Daily Must-Haves (Aim for variety every day)

  • Leafy greens (spinach, kale, romaine) – folic acid powerhouses (because neural tubes deserve VIP treatment)

  • Citrus fruits & berries (oranges, strawberries) – vitamin C to help absorb iron

  • Eggs – protein + choline (brain food for baby, omelet for you)

  • Lean proteins (chicken, turkey, tofu, beans) – building blocks for baby’s muscles

  • Salmon or low-mercury fish (2–3 servings/week) – omega-3s for that smart little brain

  • Dairy or fortified alternatives (milk, yogurt, cheese) – calcium for tiny bones

Weekly Staples (Keep these on hand)

  • Whole grains (oatmeal, brown rice, whole-wheat bread) – steady energy & fiber (no one wants pregnancy constipation)

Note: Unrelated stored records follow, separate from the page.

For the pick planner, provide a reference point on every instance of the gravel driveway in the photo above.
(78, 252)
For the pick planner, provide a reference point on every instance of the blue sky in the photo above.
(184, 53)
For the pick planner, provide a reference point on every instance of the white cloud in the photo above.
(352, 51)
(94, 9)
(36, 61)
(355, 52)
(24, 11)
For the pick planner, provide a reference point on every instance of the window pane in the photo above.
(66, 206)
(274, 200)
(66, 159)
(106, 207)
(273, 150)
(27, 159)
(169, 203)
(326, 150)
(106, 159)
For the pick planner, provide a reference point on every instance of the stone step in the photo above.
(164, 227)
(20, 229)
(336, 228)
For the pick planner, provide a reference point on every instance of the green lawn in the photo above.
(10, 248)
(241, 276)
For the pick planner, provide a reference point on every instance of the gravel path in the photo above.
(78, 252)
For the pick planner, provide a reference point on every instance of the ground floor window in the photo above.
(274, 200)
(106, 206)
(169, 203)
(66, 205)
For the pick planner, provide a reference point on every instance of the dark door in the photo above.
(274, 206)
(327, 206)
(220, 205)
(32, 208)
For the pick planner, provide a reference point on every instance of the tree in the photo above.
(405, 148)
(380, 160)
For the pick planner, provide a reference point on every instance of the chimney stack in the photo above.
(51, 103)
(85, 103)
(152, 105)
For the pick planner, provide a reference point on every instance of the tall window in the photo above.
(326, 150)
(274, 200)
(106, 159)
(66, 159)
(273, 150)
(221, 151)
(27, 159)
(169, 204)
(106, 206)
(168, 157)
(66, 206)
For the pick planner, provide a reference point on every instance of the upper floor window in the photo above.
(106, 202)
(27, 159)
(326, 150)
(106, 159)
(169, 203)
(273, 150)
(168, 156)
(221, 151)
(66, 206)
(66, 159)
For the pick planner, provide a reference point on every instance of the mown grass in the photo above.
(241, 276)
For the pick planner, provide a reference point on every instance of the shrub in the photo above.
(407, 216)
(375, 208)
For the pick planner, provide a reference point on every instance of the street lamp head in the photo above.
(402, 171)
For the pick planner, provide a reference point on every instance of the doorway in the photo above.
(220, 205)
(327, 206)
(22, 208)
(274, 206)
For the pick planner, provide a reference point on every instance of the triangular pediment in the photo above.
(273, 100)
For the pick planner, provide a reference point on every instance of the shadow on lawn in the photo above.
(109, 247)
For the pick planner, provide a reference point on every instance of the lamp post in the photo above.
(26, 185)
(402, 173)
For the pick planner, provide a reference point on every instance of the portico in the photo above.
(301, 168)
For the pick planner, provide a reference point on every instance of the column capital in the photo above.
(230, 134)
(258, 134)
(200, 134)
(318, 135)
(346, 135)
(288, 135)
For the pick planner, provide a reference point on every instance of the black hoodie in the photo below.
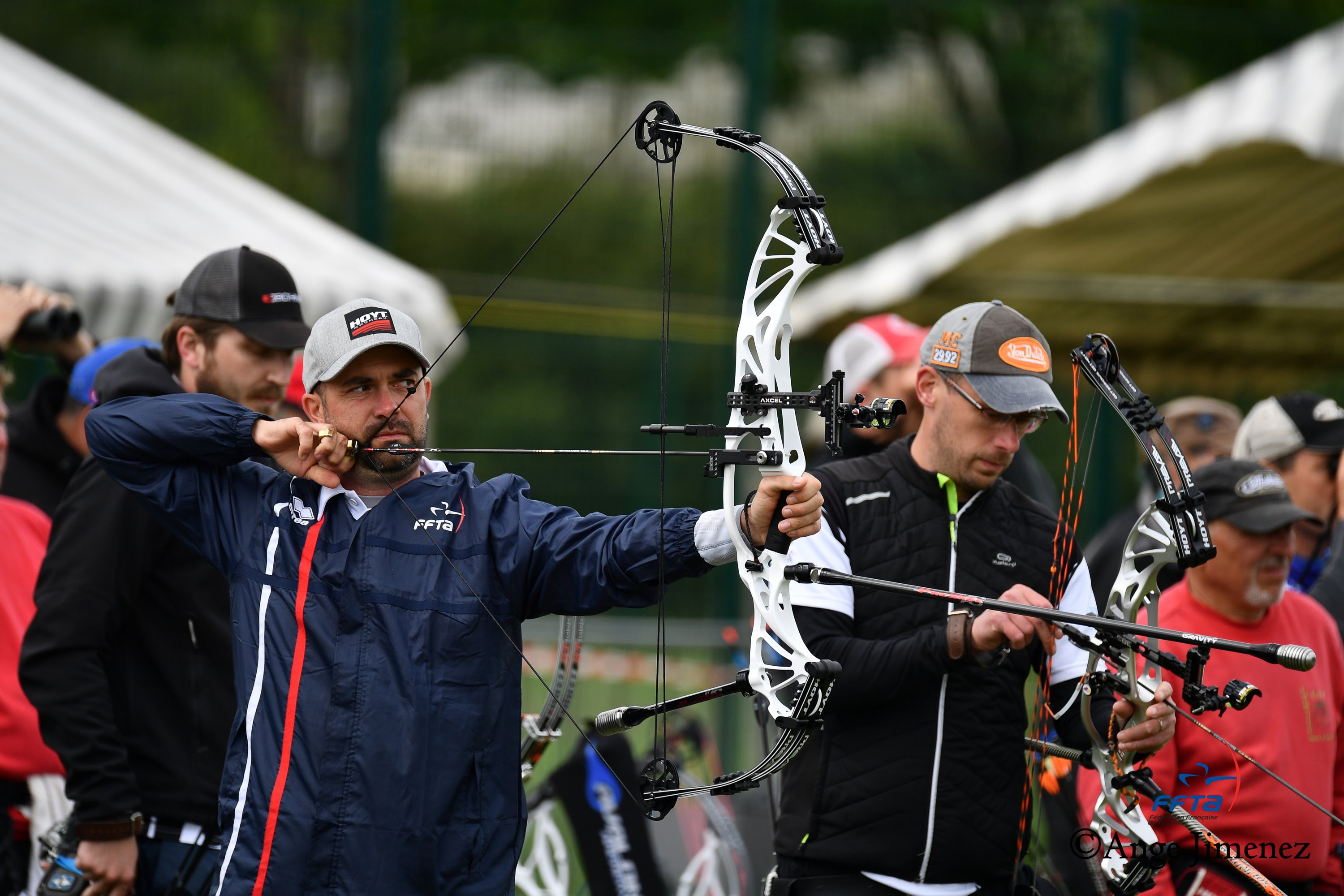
(128, 659)
(41, 461)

  • Nuts & seeds (almonds, chia, pumpkin seeds) – healthy fats & snacks that don’t make you feel guilty

  • Avocados – healthy fats, potassium, and they make everything taste better

  • Lentils & beans – iron & protein (cheap, filling, and baby-approved)

  • Fortified cereals – extra folic acid & iron (easy breakfast win)

Hydration & Extras

  • Water (lots—aim for 8–10 glasses) – you’re basically a walking aquarium right now

  • Prenatal vitamin (daily) – insurance policy for nutrients you might miss

Quick Reminders:

  • Avoid high-mercury fish (shark, swordfish), raw/undercooked meats, unpasteurized dairy.

  • Cravings are real—balance them with these nutrient-dense foods.

  • Talk to your doctor about any restrictions. You’re growing a human; treat yourself like the superhero you are!